John Illsley Reflects On Mark Knopfler’s Decision To Leave Dire Straits
Dire Straits bassist John Illsley discussed Mark Knopfler‘s departure from the band while talking about the band’s music career in a recent interview with The Mitch Lafon and Jeremy White Show.
Dire Straits peaked their success with ‘Sultans of Swing.’ The single became number four in the US charts, while it was number eight in the UK. ‘Sultans of Swing,’ as one of the band’s biggest hits, became one of the signature songs of Dire Straits’ career.
1985 album entitled ‘Brothers in Arms‘ gave them an international success. The songs like ‘Money for Nothing,’ ‘So Far Away,’ and ‘Walk of Life’ found themselves solid places on several charts. ‘Brothers in Arms’ tour made a massive impact on the rock music scene, during which 2.5 million tickets were sold.
While Dire Straits was at the peak of their career, Mark Knopfler decided to leave the band to focus on his solo works. After the band’s enormous success, he also wanted to rest for a while. Knopfler continued working on his solo projects until Dire Straits reunited in 1988.
Illsley stated in a recent interview that although the band was happy with the great success they gained with the ‘Brothers in Arms’ album, they needed a break. When Knopfler wanted to focus on his solo projects and leave the band, John reacted normally, as he stated. According to him, although Mark and he were happy with their success, it would be better for both of them to take a break. The bassist said that he was content to continue his solo works, and he released ‘Glass.’
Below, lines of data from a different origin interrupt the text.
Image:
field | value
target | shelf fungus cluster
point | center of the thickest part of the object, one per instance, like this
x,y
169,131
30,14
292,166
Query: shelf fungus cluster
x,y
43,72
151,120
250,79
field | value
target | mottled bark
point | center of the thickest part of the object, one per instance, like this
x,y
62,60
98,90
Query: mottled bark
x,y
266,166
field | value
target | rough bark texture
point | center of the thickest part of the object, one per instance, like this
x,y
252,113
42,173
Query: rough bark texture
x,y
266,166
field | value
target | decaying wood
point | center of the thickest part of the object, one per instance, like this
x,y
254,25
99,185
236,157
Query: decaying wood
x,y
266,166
John Illsley explained in his words:
“Well, I think after you’ve had an album of that magnitude, you sort of need to back off for a bit. I think it’s wise to back off for a bit. As I said in the book, I really think we’d reached the zenith at that particular point in time. There was a big tour; the album just seemed to be everywhere.
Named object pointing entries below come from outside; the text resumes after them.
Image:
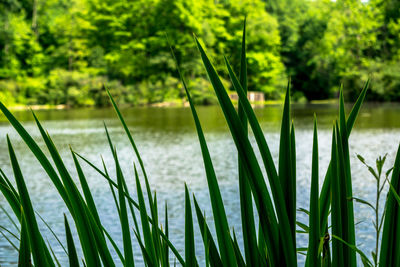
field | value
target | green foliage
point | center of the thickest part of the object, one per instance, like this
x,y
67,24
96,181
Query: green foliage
x,y
275,243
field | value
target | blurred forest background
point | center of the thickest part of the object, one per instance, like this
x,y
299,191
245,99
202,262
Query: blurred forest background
x,y
63,51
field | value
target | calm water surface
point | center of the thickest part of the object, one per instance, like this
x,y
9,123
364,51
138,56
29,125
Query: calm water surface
x,y
169,147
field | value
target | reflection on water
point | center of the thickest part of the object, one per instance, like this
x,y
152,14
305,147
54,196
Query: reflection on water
x,y
168,144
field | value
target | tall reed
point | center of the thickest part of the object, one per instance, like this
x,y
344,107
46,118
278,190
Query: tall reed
x,y
331,242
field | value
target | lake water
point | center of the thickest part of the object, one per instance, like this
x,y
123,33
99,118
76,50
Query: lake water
x,y
168,143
Also, as I said in the book, and don’t get me wrong, Mark and I really enjoyed the success side of that. I mean, there’s nothing wrong with success, especially when it feels right to me, and I felt good, really good about it. But honestly, after that, I just wanted to not do much.
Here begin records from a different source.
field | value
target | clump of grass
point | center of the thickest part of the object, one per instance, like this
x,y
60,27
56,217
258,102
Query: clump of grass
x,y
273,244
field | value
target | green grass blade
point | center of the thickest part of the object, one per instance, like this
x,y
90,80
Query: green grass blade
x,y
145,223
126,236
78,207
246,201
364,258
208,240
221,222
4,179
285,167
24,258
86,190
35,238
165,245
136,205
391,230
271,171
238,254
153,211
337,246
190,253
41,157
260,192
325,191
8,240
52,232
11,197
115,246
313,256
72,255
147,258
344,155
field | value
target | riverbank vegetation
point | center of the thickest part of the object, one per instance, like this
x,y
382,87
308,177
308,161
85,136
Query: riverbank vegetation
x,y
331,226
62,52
And Mark had got other projects on the go. He wanted to go and do different things. So, he sort of said, ‘Goodbye,’ and I thought, ‘Well, okay.’ I’d just live a normal bloke for a while, and it was great. And I did another solo album, and I did ‘Glass’ in ’87. And went to do a few gigs. And then we did this, the Mandela Show, at Nelson Mandela’s 70th birthday party.”
John Illsley continued talking about when he and Mark decided to create ‘On Every Street’ after the break. Because people were constantly comparing the new album to the previous one and did not like it as much as ‘Brothers in Arms,’ the band did not give a meaning to this. As Illsley stated, that was the time they decided to end their career with the band.
“Then all went quiet, and then I had lunch with Mark one day; he said, ‘I’ve got some songs I think Straits should do.’ And I went, ‘Really? I thought you and I were just meeting up to have lunch and drink too much wine.’ And so we ended up going and doing the record ‘On Every Street.’ People said it was not as good as ‘Brothers in Arms.’ That’s just the way people conceive it.
I mean, there are some great songs on that record. And in fact, actually, that tour afterward, we played two, three times as many people on the ‘On Every Street’ tour than we did on the ‘Brothers in Arms’ tour. It was completely bonkers. I think the ‘On Every Street’ tour was the sort that definitely said, for Mark and me, ‘Okay, that’s definitely enough. That’s it, or else we’re going to hurt ourselves.'”
When Dire Straits had considerable success in the rock music scene, it was better to take a break, although they were happy about their success, as John Illsley stated in the interview. According to him, Mark Knopfler’s decision to leave the band in 1987 was something he needed to do.